Class Diagram http://img11.imageshack.us/img11/499/kcluster.png
Well, I would first tackle all the constants/magic numbers that reduce the reusability of the algorithm:
instead of a fixed number of iterations, use a stopping criterion (e.g., if clusters don't change too much, terminate)
don't restrict yourself to 2-dim data, use vectors
let the user define the number of clusters to be found
Then, you could hide some specifics behind interfaces, e.g. the distance might be calculated differently (for example, it might at some point have to cope with values other than double).
On the other hand, if you really have this simple problem, some of these generalizations might well be overkill - but that's what I would discuss with someone telling me to implement this algorithm.
You can create the following classes:
Person to store data about persons and centers. Properties: id, weight and height. Method: calculateDistance
Cluster to store one center and a list of persons: Properties: center and list of Person. Method: calculateCenter.
KCluster to hold your algorithm and store a list of clusters: Property: list of Cluster. Methods: generateClusters.

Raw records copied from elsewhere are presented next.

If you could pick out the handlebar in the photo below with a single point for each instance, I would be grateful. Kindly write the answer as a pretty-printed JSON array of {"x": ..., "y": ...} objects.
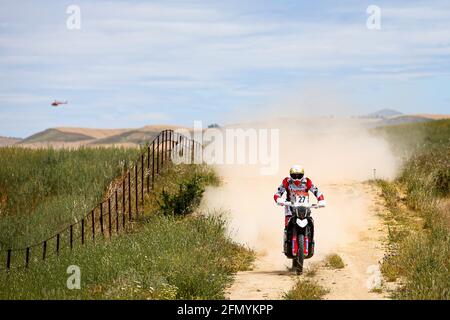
[{"x": 313, "y": 205}]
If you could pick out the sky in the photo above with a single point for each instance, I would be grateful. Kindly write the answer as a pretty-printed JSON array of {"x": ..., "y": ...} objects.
[{"x": 136, "y": 63}]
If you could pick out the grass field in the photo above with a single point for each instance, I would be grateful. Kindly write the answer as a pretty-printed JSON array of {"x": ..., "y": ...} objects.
[
  {"x": 419, "y": 211},
  {"x": 44, "y": 190},
  {"x": 164, "y": 255}
]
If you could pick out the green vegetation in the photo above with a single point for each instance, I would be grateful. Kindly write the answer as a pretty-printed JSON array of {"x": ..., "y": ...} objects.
[
  {"x": 44, "y": 190},
  {"x": 306, "y": 290},
  {"x": 163, "y": 255},
  {"x": 334, "y": 261},
  {"x": 166, "y": 258},
  {"x": 55, "y": 135},
  {"x": 419, "y": 212}
]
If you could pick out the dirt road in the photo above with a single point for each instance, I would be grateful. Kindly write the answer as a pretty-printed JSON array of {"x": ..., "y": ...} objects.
[
  {"x": 349, "y": 226},
  {"x": 337, "y": 155}
]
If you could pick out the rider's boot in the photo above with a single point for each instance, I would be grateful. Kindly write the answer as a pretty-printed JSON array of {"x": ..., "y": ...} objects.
[{"x": 286, "y": 247}]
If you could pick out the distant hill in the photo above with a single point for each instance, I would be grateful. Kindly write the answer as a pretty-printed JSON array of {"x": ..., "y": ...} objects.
[
  {"x": 56, "y": 135},
  {"x": 7, "y": 141},
  {"x": 134, "y": 136},
  {"x": 383, "y": 114},
  {"x": 75, "y": 137}
]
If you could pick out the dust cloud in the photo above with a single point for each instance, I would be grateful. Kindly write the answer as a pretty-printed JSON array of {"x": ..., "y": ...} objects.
[{"x": 338, "y": 154}]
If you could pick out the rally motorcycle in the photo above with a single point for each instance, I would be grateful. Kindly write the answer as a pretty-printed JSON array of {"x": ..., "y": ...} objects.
[{"x": 299, "y": 243}]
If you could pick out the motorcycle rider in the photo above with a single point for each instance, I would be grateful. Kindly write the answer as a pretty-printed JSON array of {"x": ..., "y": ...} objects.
[{"x": 296, "y": 183}]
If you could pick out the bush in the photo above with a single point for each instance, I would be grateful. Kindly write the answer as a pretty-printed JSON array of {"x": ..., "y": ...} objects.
[
  {"x": 185, "y": 200},
  {"x": 334, "y": 261},
  {"x": 306, "y": 290}
]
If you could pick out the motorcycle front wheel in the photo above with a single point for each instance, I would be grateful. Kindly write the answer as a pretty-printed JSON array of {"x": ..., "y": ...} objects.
[{"x": 297, "y": 262}]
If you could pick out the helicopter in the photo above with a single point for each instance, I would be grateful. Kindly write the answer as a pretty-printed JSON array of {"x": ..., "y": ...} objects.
[{"x": 56, "y": 103}]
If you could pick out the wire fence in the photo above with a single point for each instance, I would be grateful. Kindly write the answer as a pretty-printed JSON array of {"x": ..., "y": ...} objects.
[{"x": 123, "y": 203}]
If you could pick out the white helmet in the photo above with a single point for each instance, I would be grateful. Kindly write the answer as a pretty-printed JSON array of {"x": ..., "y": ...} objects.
[{"x": 297, "y": 172}]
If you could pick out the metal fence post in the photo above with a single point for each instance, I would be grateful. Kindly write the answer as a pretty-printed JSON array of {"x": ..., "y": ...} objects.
[
  {"x": 101, "y": 217},
  {"x": 116, "y": 194},
  {"x": 136, "y": 189},
  {"x": 82, "y": 231},
  {"x": 153, "y": 165},
  {"x": 129, "y": 195},
  {"x": 8, "y": 259},
  {"x": 71, "y": 236},
  {"x": 27, "y": 257},
  {"x": 109, "y": 217},
  {"x": 148, "y": 169},
  {"x": 157, "y": 154},
  {"x": 93, "y": 224},
  {"x": 142, "y": 178},
  {"x": 57, "y": 243},
  {"x": 123, "y": 202},
  {"x": 44, "y": 249}
]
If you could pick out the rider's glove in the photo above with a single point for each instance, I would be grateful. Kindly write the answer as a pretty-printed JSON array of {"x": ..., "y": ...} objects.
[{"x": 280, "y": 201}]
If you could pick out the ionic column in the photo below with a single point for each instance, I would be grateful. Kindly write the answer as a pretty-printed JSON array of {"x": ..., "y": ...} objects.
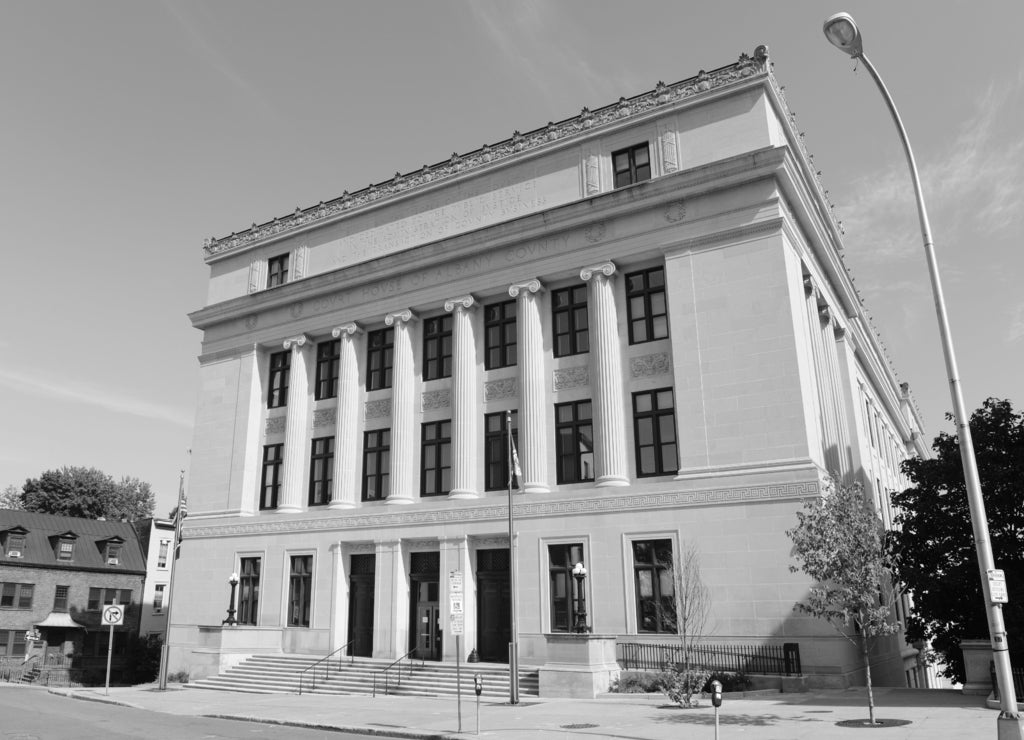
[
  {"x": 403, "y": 474},
  {"x": 346, "y": 443},
  {"x": 296, "y": 422},
  {"x": 464, "y": 404},
  {"x": 532, "y": 397},
  {"x": 605, "y": 359}
]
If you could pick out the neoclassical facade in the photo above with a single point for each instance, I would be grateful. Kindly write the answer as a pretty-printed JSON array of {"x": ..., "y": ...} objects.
[{"x": 652, "y": 295}]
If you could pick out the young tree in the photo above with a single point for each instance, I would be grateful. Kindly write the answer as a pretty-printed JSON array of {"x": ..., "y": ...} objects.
[
  {"x": 89, "y": 493},
  {"x": 841, "y": 543},
  {"x": 937, "y": 561}
]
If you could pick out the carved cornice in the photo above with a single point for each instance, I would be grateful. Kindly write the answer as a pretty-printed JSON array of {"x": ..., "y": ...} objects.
[
  {"x": 348, "y": 520},
  {"x": 605, "y": 268},
  {"x": 532, "y": 286},
  {"x": 741, "y": 71}
]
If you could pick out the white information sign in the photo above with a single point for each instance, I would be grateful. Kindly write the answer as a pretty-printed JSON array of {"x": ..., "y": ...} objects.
[{"x": 997, "y": 586}]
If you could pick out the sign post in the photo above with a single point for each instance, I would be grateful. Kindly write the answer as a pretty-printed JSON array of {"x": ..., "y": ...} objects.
[
  {"x": 457, "y": 625},
  {"x": 113, "y": 614}
]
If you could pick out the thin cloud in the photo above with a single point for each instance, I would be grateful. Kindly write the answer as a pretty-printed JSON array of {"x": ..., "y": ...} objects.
[{"x": 64, "y": 389}]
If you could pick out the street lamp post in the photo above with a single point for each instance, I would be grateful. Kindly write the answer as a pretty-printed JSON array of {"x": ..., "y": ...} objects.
[
  {"x": 230, "y": 620},
  {"x": 580, "y": 573},
  {"x": 842, "y": 32}
]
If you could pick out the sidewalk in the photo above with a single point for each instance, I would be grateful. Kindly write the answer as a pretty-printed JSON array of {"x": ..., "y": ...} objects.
[{"x": 933, "y": 714}]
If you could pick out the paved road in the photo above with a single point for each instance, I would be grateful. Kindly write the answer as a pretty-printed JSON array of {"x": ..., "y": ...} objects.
[{"x": 31, "y": 713}]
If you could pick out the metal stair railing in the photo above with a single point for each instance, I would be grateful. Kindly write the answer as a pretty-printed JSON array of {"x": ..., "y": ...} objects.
[
  {"x": 386, "y": 675},
  {"x": 326, "y": 660}
]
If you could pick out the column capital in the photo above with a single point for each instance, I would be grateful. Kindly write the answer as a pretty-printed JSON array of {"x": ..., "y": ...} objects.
[
  {"x": 605, "y": 268},
  {"x": 347, "y": 330},
  {"x": 461, "y": 301},
  {"x": 298, "y": 342},
  {"x": 530, "y": 286},
  {"x": 404, "y": 315}
]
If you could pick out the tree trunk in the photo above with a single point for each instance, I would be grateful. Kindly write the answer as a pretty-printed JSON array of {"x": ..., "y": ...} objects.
[{"x": 867, "y": 673}]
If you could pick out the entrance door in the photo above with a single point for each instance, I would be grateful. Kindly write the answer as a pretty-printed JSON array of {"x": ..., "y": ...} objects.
[
  {"x": 493, "y": 606},
  {"x": 360, "y": 606}
]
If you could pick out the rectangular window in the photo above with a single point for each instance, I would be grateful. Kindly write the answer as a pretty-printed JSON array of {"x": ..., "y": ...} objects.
[
  {"x": 435, "y": 453},
  {"x": 569, "y": 322},
  {"x": 574, "y": 441},
  {"x": 500, "y": 335},
  {"x": 273, "y": 455},
  {"x": 300, "y": 591},
  {"x": 437, "y": 347},
  {"x": 655, "y": 589},
  {"x": 631, "y": 165},
  {"x": 16, "y": 596},
  {"x": 321, "y": 471},
  {"x": 281, "y": 364},
  {"x": 496, "y": 450},
  {"x": 249, "y": 591},
  {"x": 563, "y": 591},
  {"x": 328, "y": 359},
  {"x": 380, "y": 358},
  {"x": 276, "y": 270},
  {"x": 654, "y": 432},
  {"x": 645, "y": 304},
  {"x": 376, "y": 465}
]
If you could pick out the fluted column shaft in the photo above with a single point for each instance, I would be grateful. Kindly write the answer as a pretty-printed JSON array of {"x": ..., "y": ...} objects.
[
  {"x": 403, "y": 473},
  {"x": 296, "y": 422},
  {"x": 532, "y": 395},
  {"x": 464, "y": 397},
  {"x": 346, "y": 443},
  {"x": 605, "y": 357}
]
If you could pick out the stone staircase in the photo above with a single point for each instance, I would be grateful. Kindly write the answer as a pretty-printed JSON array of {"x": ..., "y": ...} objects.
[{"x": 280, "y": 673}]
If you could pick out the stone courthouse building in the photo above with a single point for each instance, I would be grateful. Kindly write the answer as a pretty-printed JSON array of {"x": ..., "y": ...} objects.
[{"x": 651, "y": 293}]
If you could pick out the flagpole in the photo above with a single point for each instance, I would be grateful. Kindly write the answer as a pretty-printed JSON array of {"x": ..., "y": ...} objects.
[
  {"x": 513, "y": 645},
  {"x": 178, "y": 516}
]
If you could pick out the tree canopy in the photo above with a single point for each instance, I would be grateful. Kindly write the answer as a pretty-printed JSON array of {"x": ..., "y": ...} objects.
[
  {"x": 937, "y": 561},
  {"x": 89, "y": 493}
]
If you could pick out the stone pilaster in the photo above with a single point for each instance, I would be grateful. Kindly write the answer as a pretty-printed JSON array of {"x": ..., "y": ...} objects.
[
  {"x": 346, "y": 442},
  {"x": 606, "y": 367},
  {"x": 532, "y": 393},
  {"x": 465, "y": 408},
  {"x": 403, "y": 474},
  {"x": 296, "y": 424}
]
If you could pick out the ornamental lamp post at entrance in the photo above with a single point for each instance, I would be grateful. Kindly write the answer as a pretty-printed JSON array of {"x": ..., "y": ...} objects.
[
  {"x": 842, "y": 32},
  {"x": 230, "y": 620},
  {"x": 580, "y": 573}
]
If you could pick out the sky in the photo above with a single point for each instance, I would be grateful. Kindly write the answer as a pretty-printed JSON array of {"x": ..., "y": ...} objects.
[{"x": 132, "y": 130}]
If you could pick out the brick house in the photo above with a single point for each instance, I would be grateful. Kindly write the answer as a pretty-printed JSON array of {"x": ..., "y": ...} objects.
[{"x": 56, "y": 574}]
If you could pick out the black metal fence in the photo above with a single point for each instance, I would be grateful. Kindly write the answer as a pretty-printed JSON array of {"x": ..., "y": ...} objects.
[{"x": 771, "y": 659}]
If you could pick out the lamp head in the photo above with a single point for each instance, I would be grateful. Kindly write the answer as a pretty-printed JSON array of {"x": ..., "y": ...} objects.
[{"x": 842, "y": 32}]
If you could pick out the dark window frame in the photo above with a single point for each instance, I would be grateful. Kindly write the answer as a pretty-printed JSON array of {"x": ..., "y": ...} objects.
[
  {"x": 500, "y": 339},
  {"x": 328, "y": 364},
  {"x": 570, "y": 441},
  {"x": 648, "y": 415},
  {"x": 273, "y": 461},
  {"x": 650, "y": 318},
  {"x": 634, "y": 169},
  {"x": 435, "y": 458},
  {"x": 281, "y": 368},
  {"x": 376, "y": 447},
  {"x": 568, "y": 307},
  {"x": 321, "y": 470}
]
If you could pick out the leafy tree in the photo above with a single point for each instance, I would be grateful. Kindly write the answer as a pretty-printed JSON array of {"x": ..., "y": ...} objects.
[
  {"x": 841, "y": 543},
  {"x": 11, "y": 497},
  {"x": 89, "y": 493},
  {"x": 937, "y": 561}
]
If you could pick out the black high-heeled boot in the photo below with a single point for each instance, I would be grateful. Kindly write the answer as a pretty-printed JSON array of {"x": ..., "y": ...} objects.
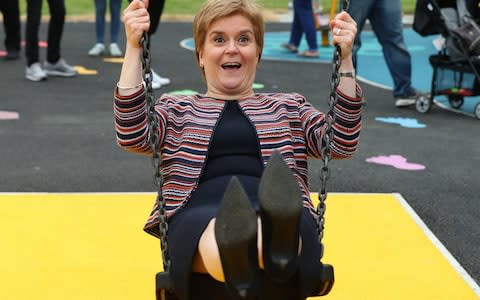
[
  {"x": 236, "y": 235},
  {"x": 281, "y": 209}
]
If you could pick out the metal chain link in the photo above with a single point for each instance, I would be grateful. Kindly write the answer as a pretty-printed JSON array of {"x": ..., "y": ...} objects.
[
  {"x": 154, "y": 145},
  {"x": 327, "y": 138}
]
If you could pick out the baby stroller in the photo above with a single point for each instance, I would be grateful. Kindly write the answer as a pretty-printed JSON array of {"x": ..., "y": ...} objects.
[{"x": 456, "y": 67}]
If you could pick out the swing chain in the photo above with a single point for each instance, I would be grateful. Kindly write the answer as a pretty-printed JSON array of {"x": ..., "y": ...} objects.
[
  {"x": 328, "y": 137},
  {"x": 154, "y": 145}
]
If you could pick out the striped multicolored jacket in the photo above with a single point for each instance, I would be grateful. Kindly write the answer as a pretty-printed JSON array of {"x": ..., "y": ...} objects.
[{"x": 284, "y": 122}]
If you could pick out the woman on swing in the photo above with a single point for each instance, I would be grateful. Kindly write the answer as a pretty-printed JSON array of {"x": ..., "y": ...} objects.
[{"x": 234, "y": 162}]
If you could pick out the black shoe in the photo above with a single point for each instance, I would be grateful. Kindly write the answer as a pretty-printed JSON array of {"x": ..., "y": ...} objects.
[
  {"x": 12, "y": 55},
  {"x": 281, "y": 208},
  {"x": 236, "y": 235}
]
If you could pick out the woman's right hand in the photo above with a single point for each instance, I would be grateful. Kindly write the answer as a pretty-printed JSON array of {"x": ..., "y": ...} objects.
[{"x": 136, "y": 21}]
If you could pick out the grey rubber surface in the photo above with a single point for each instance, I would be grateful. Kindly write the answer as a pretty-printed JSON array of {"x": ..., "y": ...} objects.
[{"x": 64, "y": 139}]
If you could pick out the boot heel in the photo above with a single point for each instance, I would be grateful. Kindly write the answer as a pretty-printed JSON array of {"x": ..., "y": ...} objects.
[
  {"x": 281, "y": 209},
  {"x": 236, "y": 235}
]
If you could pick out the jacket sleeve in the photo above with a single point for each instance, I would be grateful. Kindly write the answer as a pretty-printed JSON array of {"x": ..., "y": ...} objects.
[
  {"x": 346, "y": 128},
  {"x": 131, "y": 123}
]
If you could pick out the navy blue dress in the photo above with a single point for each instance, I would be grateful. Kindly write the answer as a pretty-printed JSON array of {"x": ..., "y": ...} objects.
[{"x": 233, "y": 151}]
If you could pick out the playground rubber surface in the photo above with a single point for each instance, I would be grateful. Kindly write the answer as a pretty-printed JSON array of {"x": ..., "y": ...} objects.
[{"x": 69, "y": 193}]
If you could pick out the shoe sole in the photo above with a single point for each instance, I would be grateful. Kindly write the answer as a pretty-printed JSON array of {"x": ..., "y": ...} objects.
[
  {"x": 236, "y": 235},
  {"x": 60, "y": 74},
  {"x": 405, "y": 104},
  {"x": 36, "y": 79},
  {"x": 281, "y": 209}
]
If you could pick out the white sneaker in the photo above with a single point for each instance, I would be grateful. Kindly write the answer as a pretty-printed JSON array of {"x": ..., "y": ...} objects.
[
  {"x": 35, "y": 72},
  {"x": 60, "y": 68},
  {"x": 158, "y": 80},
  {"x": 97, "y": 50},
  {"x": 115, "y": 50}
]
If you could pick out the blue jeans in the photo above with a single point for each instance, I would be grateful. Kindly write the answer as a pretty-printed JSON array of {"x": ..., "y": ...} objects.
[
  {"x": 385, "y": 17},
  {"x": 100, "y": 10},
  {"x": 303, "y": 23}
]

I'm not sure what your question actually is, the steps you point out effectively define the algorithm you're talking about.
A better idea may be to include exactly what you did then people can give you some hints / tips as to where you might have gone wrong or what they would have done differently.
That sounds like a really good way to do it. K-means will usually converge quickly (though not necessarily to the global optimum), so my one suggestion would be to run the algorithm until no more changes occur, rather than a fixed number of 1000 iterations. You could then repeat the entire process a few times with different random starting points.
One weakness of k-means is that it does require you to specify (i.e. guess) an appropriate value for k up-front. I think you would get points for asking the interviewer what an appropriate value for k would be, or, if there is no way to know, describing some goodness-of-fit measure and then calculating that measure for different values of k to find a "just low enough" value.